Universidade Nova: Casa das Culturas

Portal Andifes, 04/05/2007

Universidade Nova: Casa das Culturas

Naomar de Almeida Filho, Reitor da UFBA

Uma das principais motivações do movimento Universidade Nova consiste no resgate da universidade como casa das culturas. Na conjuntura brasileira atual, a universidade às vezes consegue cumprir sua função de formar profissionais tecnicamente competentes, mas permite que os alunos saiam dela incultos. Para retificar tão grave lacuna, defendemos a reestruturação radical da arquitetura curricular da educação superior, introduzindo temas relevantes da cultura contemporânea.
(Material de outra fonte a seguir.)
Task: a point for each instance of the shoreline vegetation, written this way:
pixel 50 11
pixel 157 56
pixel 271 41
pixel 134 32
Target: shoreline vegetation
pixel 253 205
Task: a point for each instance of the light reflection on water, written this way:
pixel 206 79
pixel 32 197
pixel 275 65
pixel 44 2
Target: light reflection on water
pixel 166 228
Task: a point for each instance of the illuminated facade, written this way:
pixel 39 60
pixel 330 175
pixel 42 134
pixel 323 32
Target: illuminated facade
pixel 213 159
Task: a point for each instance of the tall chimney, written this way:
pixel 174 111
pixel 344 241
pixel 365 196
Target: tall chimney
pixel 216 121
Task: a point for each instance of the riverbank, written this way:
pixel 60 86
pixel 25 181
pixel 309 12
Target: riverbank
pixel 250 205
Porém, considerando a multi-culturalidade do mundo, não deveríamos pensar em culturas, no plural?

No momento crucial de constituição da modernidade, a escolástica medieval foi traduzida na idéia de humanidades, corpo de saberes pertinentes ao conjunto dos homens livres, como uma primeira definição unificada de cultura. As disciplinas científicas emergem das humanidades, a partir do século XVII. Ao longo dos séculos, cresce a separação entre humanidades e pensamento científico, culminando com a ruidosa “guerra das ciências” do final do século XX, quando as ciências humanas quase foram expulsas do panteão dos conhecimentos socialmente legitimados.

Em 1959, Lord Snow ministrou uma conferência na famosa Universidade de Cambridge, sob o título As duas culturas. Esse texto tornou-se um clássico.
Reconhecia a centralidade da ciência no mundo moderno, porém denunciava o indesejável antagonismo entre ciências e humanidades. Snow depois defendeu a necessidade de uma "terceira cultura", formada por humanistas com bom conhecimento de ciência e por cientistas com forte sensibilidade às artes e humanidades, que poderiam fazer a ponte entre as duas culturas. O filósofo espanhol Francisco Fernández publicou recentemente detalhada revisão crítica dos conceitos de “terceira cultura”. Dentre as várias vertentes analisadas, Fernández descartou como simplistas propostas de tomar a filosofia ou as ciências sociais como culturas-ponte ou de fusão das ciências às humanidades, bem como avaliou criticamente a tese de unificação reducionista das humanidades às ciências.

Ao construir conceitualmente a proposta da Universidade Nova, avaliamos cuidadosamente essa questão, rejeitando liminarmente propostas tipo “terceira via”, como por exemplo conceitos de “terceira cultura” resultantes de mix teóricos, apagamento de diferenças conceituais ou apaziguamento de contradições ideológicas. Decidimos ser cautelosos em relação a idéias de integração, pontes ou fusões entre ciências, humanidades e artes, pois se trata de modos distintos de construção do mundo, que precisam ter suas especificidades respeitadas. Com esse espírito, baseamos a estrutura curricular e o sistema de títulos dos Bacharelados Interdisciplinares da Universidade Nova no que identificamos como principais eixos estruturantes dos saberes e práticas do mundo contemporâneo.
Assim, para preencher os requisitos da formação universitária plena, todos os alunos da rede Universidade Nova cumprirão créditos em cada uma das três
culturas: Cultura Humanística; Cultura Artística; Cultura Científica.

Dessa forma, queremos ampliar o conceito de humanidades, nele introduzindo as dimensões do ecológico, da política, do desejo e do cibermundo. Pensamos que as feridas narcísicas de que falava Freud devem ser reabertas e revistas. Darwin fez do homem uma espécie vulnerável em eco-sistemas; Marx o resgatou como animal político, enfim sujeito histórico; Freud o confrontou com seus fantasmas e idiossincrasias, fazendo-o sujeito responsável por desejos, escolhas e sofrimentos; e, desde a segunda metade do século XX, muitos anônimos coletivos seguem inventando o cibermundo, uma dimensão humana virtual que não cessa de se transmutar.

Para atualizar a idéia de ciência, reafirmamos o seu caráter plural como construção histórica e produto da cultura. Isso implica destacar o sentido simbólico e institucional das ciências como narrativas, produtos discursivos, modo de produção de discursos, práticas sociais em interface com outras práticas sociais, objetos culturais em campos culturais; enfim, o conceito de cultura científica.

Finalmente, e aqui se encontra talvez alguma originalidade em nossa proposta, buscamos, no conceito de cultura artística, distinguir as artes das humanidades, reconhecendo uma multi-referencialidade própria dos processos artísticos e a importância das estéticas na vida atual.

O sistema binário de duas culturas antagônicas correspondia à estrutura ideológica das sociedades modernas e suas universidades clássicas, há muito superadas pela história. Neste século XXI, o sistema de três culturas, nem contraditórias nem complementares, que melhor traduz a cosmologia complexa das sociedades contemporâneas, permitirá a reinvenção da universidade brasileira.